Star Wars: The Force Unleashed


From the opening screens (“In a galaxy far, far away…”) to the way the story is animated and illustrated, from the original theme music to the sound effects, it’s very obvious that this is a very big budget game. The quality of the background artwork in all the fight set pieces is Stunning – with a capital S – it’s almost worth buying the title just to have a gorgeous piece of the Star Wars universe on your phone. Almost.

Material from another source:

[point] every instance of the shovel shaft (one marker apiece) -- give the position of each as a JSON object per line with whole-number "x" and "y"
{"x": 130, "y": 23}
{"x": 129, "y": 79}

You see, apart from the odd train simulator, never has the phrase ‘on rails’ seemed so appropriate. Throughout all the action, despite all the luxurious cut scenes and backgrounds, it gradually dawns on you that you have absolutely no control over your hero (or should that be anti-hero? – you do work for Darth Vader, after all!). He enters a set piece fight – and you fight, trying to stay alive and defeat the bad guys – and then you’re moved on to the next set piece, and so on, until the end of the chapter (mission). There’s no “I wonder what happens if I wander over there?” or “Can I get rid of those sentries first before tackling that other batch of storm troopers?” Within a set piece, you can’t move your character manually AT ALL. In many cases you just have to stand still, waiting for incoming fire to deflect or for opponents to come within range. It’s all rather unsatisfactory.


In addition, there are numerous problems with both the premise and mechanics of Force Unleashed. The idea of ‘drawing’ specific shapes to select/control each opponent and then other gestures to bash them against the nearest bulkhead is a good one, it’s a nice analogue ‘light sabre-ish’ way to fight. The only trouble is that because all these storm troopers are theoretically on your side, you don’t get to really use your light sabre as a, you know, sabre. You just use ‘The Force’ to render each trooper unconscious – there’s no actual contact, let alone lopping off arms or killing anyone. A litany of ‘special’ gestures has to be learned, invoking the famous ‘Jedi Mind Trick’, activating some kind of self-healing, and so on. These areĀ  fair enough, but some of the other gestures, such as the aforementioned fire-deflecting, don’t always work as advertised.


Then there’s the plot problem. As Darth Vader’s Apprentice, you’re supposed to be completing missions without giving yourself away – surely dozens of stunned storm troopers, all of whom are going to wake up and squeal to the Emperor are a bit of an issue? Despite the money poured into this mobile title, if you persevere through Star Wars: Force Unleashed to the bitter end then you and Darth Vader deserve each other.